Now THAT one I knew.  If I had a brain, I would've extrapolated.

One thing - what's this SW-21 4-SAT you're implying? A pair of Twins (110/119 + 148/157) via SW-21? A Twin plus a SW-21X plus 2 single birds?


----------



## n0qcu (Mar 23, 2002)

Simon,
An SW21 4 sat is a SW21 cascade with a SW64 (Like I've use, see sig)


----------



## garypen (Feb 1, 2004)

SimpleSimon said:


> If I had a brain, I would've extrapolated.


Hey now! This is a family forum!


----------



## SpencerKat (Apr 24, 2002)

I want to thank everyone who contributed to the discussion.

I bought a 721 from DishDepot, and a supposedly new Dishpro Twin LNB on eBay for $24.

Once they arrive and I run into difficulty installing them correctly, I'll be back here with more questions.

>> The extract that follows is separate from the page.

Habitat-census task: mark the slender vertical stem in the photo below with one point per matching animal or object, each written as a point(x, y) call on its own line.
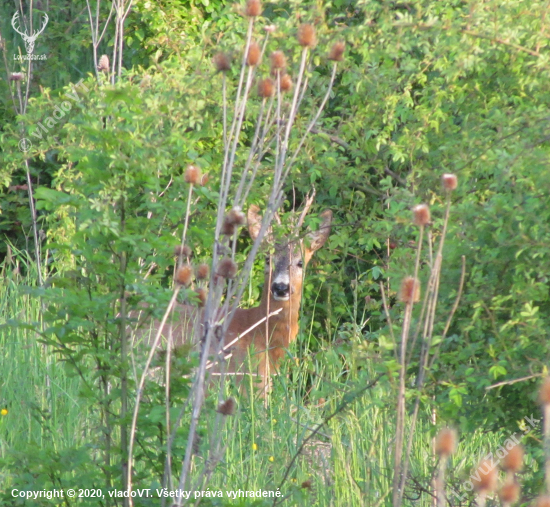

Once again, thanks to everyone.

Richard


----------



## garypen (Feb 1, 2004)

Difficulty? Nah. That setup should be piece of cake.


----------



## SimpleSimon (Jan 15, 2004)

n0qcu said:


> Simon,
> An SW21 4 sat is a SW21 cascade with a SW64 (Like I've use, see sig)


Thanks!


----------